Following the outcry of nearly 90% of the residents on the 1800 and 1900 blocks of Screenland Drive earlier this year, the City Council voted 3 to 2 to halt the construction of sidewalks on that stretch of street.
The residents argued they weren’t adequately notified of the project, and said the new walkways would create their own safety hazards.
The project would have been funded by a federal Safe Routes to Schools grant the city applied for in late 2006. The grant is “designed to improve and enhance the safety of schoolchildren walking or bicycling to and from school,” according to a city report.
When the city originally applied for the funds, officials polled the 1800 block of Screenland Drive and reported a 50% acceptance rate. Due to an oversight, the 1900 block residents were not originally notified.
The California Department of Transportation, which monitors the grant funding, warned city officials that while the sidewalk may be eliminated from grant without penalty, future grant applications might be impacted.
If sidewalks are not installed with the grant money allocated for the project, changing federal regulations could force the city to invest its own money. The city has received more than $3 million isince the grant program began.
There are currently no disability access laws that require sidewalks on residential streets, but officials say the regulations change annually. And since the project was originally set to take place, the city could be at increased risk should an injury occur where there’s no sidewalk, city officials said.
“If an accident occurred now that could have been prevented with sidewalk, [Burbank] may have some increased liability because of the discussions and staff recommendations,” said Traffic Engineer Ken Johnson.
Janet Strong, whose parents purchased the first house on her block of Screenland Drive, said she believes installing sidewalks will make the street unsafe for residents in their vehicles and pedestrians.
“This is the first time I have had an issue or complaint with the city,” Strong said. “But I felt strongly enough that our safety was at risk and this was an unnecessary expense.”
According to Strong, she first found out about the project two years ago when city workers were measuring her driveway.
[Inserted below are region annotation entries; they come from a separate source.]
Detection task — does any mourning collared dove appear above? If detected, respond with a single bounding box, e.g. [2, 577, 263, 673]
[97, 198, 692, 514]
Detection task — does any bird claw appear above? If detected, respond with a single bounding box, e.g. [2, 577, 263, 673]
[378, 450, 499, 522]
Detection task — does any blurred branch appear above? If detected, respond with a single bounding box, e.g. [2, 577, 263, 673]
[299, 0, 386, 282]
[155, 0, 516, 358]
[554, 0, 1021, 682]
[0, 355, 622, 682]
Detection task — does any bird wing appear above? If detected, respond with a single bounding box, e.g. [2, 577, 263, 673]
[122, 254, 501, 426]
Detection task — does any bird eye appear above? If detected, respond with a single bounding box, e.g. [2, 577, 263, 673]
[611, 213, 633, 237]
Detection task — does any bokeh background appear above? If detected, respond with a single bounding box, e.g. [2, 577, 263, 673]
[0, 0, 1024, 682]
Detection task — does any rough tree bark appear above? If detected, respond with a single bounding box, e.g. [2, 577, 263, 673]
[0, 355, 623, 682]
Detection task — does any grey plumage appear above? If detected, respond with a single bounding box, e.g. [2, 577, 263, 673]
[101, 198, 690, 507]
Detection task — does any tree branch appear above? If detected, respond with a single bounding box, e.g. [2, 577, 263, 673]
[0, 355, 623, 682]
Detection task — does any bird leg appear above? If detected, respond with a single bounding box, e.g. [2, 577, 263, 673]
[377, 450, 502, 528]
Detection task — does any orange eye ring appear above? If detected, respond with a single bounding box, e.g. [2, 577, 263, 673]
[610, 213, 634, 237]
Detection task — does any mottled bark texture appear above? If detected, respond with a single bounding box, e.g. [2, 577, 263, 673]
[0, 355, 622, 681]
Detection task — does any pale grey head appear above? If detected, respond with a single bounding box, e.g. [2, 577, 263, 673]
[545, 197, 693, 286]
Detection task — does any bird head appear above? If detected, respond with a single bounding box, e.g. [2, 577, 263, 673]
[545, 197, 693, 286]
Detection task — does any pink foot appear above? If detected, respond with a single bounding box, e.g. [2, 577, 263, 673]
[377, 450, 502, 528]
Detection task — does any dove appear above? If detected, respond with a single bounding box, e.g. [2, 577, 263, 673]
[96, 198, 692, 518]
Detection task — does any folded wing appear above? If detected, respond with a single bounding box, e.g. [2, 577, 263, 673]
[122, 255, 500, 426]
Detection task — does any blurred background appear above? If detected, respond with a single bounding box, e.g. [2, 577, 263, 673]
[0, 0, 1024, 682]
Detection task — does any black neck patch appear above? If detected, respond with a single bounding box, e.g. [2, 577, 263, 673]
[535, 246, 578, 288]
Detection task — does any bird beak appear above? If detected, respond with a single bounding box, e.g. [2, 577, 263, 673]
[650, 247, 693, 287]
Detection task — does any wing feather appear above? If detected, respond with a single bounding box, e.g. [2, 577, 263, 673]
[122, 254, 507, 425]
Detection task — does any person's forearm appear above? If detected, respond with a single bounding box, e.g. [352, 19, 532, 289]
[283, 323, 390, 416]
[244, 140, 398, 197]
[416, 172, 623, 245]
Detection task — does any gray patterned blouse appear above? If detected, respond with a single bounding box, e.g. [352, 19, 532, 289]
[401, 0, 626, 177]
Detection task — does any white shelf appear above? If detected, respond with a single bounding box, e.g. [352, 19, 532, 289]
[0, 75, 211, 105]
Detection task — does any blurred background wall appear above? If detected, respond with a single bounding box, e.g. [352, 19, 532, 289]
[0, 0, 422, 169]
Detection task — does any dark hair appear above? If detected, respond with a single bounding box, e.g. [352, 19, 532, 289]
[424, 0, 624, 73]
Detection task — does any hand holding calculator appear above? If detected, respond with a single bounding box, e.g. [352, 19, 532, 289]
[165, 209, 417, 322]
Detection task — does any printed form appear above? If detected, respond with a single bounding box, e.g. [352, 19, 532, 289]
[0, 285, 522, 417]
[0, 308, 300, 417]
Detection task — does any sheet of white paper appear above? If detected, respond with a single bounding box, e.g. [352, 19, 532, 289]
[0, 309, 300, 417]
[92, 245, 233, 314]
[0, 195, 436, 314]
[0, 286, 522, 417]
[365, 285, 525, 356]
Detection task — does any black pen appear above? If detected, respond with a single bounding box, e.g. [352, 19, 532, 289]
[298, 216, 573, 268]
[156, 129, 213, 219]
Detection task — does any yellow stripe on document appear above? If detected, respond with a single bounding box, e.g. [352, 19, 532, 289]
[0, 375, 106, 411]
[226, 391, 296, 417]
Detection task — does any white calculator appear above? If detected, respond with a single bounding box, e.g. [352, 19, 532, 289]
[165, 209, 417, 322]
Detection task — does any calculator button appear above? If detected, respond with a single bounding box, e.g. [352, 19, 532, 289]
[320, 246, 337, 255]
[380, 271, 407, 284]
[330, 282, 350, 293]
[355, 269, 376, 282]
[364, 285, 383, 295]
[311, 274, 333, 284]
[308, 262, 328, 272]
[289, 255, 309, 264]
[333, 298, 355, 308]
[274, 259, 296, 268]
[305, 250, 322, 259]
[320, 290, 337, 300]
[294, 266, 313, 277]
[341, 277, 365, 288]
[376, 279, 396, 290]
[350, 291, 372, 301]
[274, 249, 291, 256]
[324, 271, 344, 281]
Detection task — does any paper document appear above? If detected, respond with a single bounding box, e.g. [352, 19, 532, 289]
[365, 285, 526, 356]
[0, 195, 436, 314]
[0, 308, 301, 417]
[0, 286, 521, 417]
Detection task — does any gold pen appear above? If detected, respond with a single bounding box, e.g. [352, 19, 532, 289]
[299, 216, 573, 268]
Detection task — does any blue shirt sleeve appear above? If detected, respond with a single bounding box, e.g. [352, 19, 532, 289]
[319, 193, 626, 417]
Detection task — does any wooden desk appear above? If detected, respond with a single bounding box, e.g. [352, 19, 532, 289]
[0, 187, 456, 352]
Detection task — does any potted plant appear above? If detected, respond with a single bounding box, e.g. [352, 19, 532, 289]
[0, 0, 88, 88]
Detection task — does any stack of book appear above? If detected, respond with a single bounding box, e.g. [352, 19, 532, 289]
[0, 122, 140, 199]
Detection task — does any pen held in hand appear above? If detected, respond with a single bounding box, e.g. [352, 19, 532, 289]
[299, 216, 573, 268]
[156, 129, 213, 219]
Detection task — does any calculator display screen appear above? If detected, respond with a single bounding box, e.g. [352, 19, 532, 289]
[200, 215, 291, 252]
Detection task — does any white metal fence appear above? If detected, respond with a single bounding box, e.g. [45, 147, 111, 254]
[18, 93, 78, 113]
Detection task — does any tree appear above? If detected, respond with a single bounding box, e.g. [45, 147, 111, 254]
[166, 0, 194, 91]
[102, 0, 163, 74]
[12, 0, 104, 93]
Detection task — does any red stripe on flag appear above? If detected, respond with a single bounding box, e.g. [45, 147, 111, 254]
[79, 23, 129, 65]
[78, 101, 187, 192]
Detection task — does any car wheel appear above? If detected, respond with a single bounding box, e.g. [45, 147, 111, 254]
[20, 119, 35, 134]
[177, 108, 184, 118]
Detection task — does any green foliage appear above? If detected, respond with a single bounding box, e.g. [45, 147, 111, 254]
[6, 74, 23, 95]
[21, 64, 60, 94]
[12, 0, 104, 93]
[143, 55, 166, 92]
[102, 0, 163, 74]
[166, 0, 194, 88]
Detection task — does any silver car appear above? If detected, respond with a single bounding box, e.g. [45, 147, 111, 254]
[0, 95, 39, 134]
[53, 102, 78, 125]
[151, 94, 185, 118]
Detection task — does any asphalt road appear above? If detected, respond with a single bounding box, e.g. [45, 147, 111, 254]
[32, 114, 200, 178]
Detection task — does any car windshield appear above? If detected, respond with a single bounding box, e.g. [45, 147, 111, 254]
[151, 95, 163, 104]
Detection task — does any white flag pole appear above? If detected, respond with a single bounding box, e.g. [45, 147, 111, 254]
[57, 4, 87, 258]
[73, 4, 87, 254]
She said she received no prior notification about the planned installation.
That set off a long campaign against the project that culminated with the City Council vote.
“All of the neighbors on the street are thrilled the council voted in our favor,” Strong said. “It was a rare day in City Hall.”
But on Dec. 14, Councilman Gary Bric, who voted against installing sidewalks on Screenland Drive, announced he was considering changing his vote, pointing to the liability and safety issues of not putting the sidewalk in, and the fact that Burbank may have to give up thousands in federal grant money during an economic downturn as a result.
“It’s much more than whether the residents want them or not,” Bric said. “It’s a safety issue in the public right of way.”
Still, he said he would speak with the residents again before making his final decision in early January.
Meanwhile, city officials will have to sit on the sidewalk project, and pedestrians will either have to walk on the worn grass trail or the street.
“Bottom line is, does the staff think that sidewalks are safer than walking in the street? Yes, we do,” Johnson said, adding that “98% of our residential streets have sidewalks for good reason.”